Copper: this is different from linen, of course, because linen is derived from cotton, and you can't paint on cotton balls (if you could, Goodroad would have done it already). In short, copper, as used by this artist who spent so many years in San Francisco—where the air is as much as an event as light and moisture—doesn't undergo a process in order to become something else. Instead, Goodroad celebrates copper's elemental nature, it's strength and forthrightness and soulful color, by working with what he has, that hard, shimmering surface where his dreams look different because not only is he working what’s real, right before his very eyes—that copper—just as he’s working with nature, and how it is inextricably bound, and how it feeds his imagination.
There are number of works on copper here, in this gentle but forceful, titanic, and minute museum of the imagination, and I can imagine that Goodroad enjoys what copper feels like to the brush as much as he enjoys what it looks like without paint on it: like something heard, a little cello moment echoing down the halls in Goodroad's museum of thinking which includes not only nature, but nature as seen by Van Gogh, among others, and then messed with by Goodroad, who sees the world whole—which is to say with recognizable figures and landscapes—that get obscured because of how he sees the world, which has its own very distinct rhythm: rivers that slow down and run right through the middle of a canvas as in At the Depot (2021-22). But is it a river? Or "just" how Goodroad sees the color blue, and how the world of paint responds around it?
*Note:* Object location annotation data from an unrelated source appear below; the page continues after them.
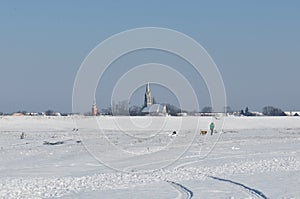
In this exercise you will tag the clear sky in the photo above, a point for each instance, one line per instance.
(255, 45)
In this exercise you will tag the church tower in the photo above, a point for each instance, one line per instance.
(148, 98)
(95, 111)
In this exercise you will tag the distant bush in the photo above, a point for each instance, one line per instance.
(272, 111)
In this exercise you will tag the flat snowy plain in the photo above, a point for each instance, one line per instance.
(138, 157)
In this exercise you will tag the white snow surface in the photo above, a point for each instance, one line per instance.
(138, 157)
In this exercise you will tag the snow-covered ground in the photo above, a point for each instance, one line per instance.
(138, 157)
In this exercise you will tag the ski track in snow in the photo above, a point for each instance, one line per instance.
(251, 190)
(181, 189)
(37, 187)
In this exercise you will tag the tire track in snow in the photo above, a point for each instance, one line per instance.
(249, 189)
(181, 189)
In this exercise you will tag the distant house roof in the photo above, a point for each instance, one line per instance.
(154, 109)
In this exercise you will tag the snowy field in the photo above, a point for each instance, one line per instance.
(138, 157)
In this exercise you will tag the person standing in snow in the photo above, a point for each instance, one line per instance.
(211, 126)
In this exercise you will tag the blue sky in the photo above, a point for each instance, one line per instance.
(255, 45)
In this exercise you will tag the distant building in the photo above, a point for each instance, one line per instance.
(95, 111)
(148, 98)
(150, 108)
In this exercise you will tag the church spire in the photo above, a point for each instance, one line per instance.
(148, 98)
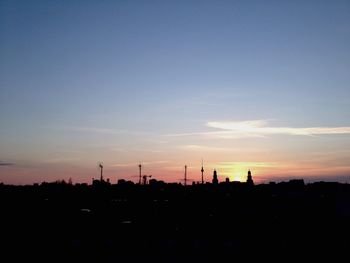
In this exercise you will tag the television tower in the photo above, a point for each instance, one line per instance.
(100, 165)
(202, 171)
(140, 176)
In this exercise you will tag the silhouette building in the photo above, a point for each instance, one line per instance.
(215, 178)
(249, 178)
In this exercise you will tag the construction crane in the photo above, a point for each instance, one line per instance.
(140, 170)
(145, 179)
(100, 165)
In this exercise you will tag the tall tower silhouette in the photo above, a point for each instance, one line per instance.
(202, 171)
(100, 165)
(215, 178)
(140, 176)
(249, 178)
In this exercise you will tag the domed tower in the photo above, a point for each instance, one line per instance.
(215, 178)
(249, 178)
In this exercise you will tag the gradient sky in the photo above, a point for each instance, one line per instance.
(260, 85)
Either way, it's a profoundly visual work by an artist who believes, still, in the power of the eye, and not theories about the eye. Or "I." And can I just say, as we walk over to Untitled (toll) (2022) that the gold of this piece reminds me of the copper mines in Goodroad's native Montana? While Untitled (toll) isn't painted on copper—it's oil on silk over flannel measuring about 35 x 45 inches—it rests on the eye like a solid, like copper, but copper that's been hit by a surplus of sun, and good feeling.
Those silver and copper mines in Montana: some folks, all men, mostly immigrants, made a lot of money there, during the Gilded Age, they plundered the earth and then left it, and sometimes, when I look at Goodroad's work, I see the paintings as a way of giving back to the earth, because he is in love with it, and how it makes him feel, and how he wants the paint to feel with him in it. In addition to making a case for pleasure, Brett makes a case for mystery. You "read" his paintings and walk away knowing and not knowing what they're "about." In fact, what they're about—at least most of the time—is the joy one should feel plunging into the world as seen in Her Green Island (2014/22). There is a figure there, a sort of smudgy magisterial figure with an upraised hand like the Statue of Liberty, or some other lady—the Columbia Pictures Lady?! She of the white toga, heralding the start of our movie dreams?! —who heralds a new world of possibility and dreams. Reading Goodroad in this way reminds one of the pleasure of the visual text! Looking at Brett Goodroad is to recall pleasure. That transmogrifying joy that collapses into pleasure. And then rises up again. Like singing. About wonder. That is part of what looking at Goodroad does, too. Restores your sense of wonder. How does he do that? By trusting the world that's given him himself, and then running a line straight through it.